An interesting finding in this subgroup of patients is the higher percentage of anaemia and the lower values of ferritin in male osteoporotic CD patients compared with those with normal BMD. Unlike female patients, in whom iron deficiency anaemia can be a confounding factor due to the possible concomitant presence of blood loss from altered menstrual flow, in male CD patients this alteration seems to be associated with osteoporosis.
This study has several strengths. First, the prospective design allowed the recruitment of a non-selected population of both genders; in addition, during the visit, detailed clinical data were collected for all patients, allowing comparisons of detailed clinical and anamnestic data among the groups of patients. A limitation of this study is that vitamin D and calcium assays were not available for comparisons among the three groups of patients.
In conclusion, BMD alterations were found in more than half (60%) of newly diagnosed adult CD patients. Osteoporosis was significantly associated with male gender, age over 45 years, being underweight and having greater duodenal histological damage (Marsh 3C), suggesting that in these patient subgroups, BMD evaluation at the time of CD diagnosis might be beneficial.
Acknowledgements
Author contributions are as follows: Gloria Galli contributed to the data collection and wrote the manuscript. Edith Lahner performed statistical evaluations and contributed to the final revision of the manuscript. Laura Conti contributed to the collection of data from clinical charts. Gianluca Esposito performed endoscopic investigations and contributed to the critical revision of the manuscript. Maria Carlotta Sacchi contributed to the data collection and to the final revision of the manuscript. Bruno Annibale contributed to the conception and design of the study and to the final revision of the manuscript and is the guarantor of the article. All authors approved the final draft submitted.

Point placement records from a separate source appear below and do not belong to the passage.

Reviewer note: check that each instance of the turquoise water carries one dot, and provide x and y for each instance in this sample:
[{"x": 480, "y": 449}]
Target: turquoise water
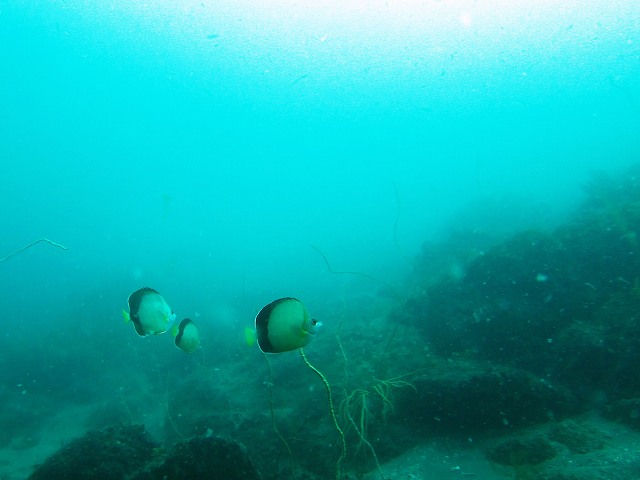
[{"x": 204, "y": 148}]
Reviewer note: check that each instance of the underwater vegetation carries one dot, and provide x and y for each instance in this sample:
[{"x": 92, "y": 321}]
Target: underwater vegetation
[
  {"x": 562, "y": 304},
  {"x": 509, "y": 347},
  {"x": 128, "y": 452}
]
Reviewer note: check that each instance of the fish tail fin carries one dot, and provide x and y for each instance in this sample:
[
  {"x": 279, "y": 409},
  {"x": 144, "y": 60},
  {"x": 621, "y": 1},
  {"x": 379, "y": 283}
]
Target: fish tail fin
[{"x": 250, "y": 336}]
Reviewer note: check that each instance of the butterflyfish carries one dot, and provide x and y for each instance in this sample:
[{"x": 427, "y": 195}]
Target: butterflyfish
[
  {"x": 149, "y": 312},
  {"x": 284, "y": 325},
  {"x": 187, "y": 336}
]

We thank Prof Emanuela Pilozzi for the skilful pathological evaluation of the duodenal biopsies.
Declaration of conflicting interests
None declared.
Funding
This study was supported by a start-up research grant from University Sapienza of Rome 2017 (n. AR11715C5EC71A11).
Informed consent
Written informed consent was obtained from each patient.
Ethics approval
The study protocol conforms to the ethical guidelines of the 1975 Declaration of Helsinki as reflected in a prior approval by the institution’s human research committee. The study was approved by the local Ethics Committee Institutional Review Board, Sapienza University (9 November 2005).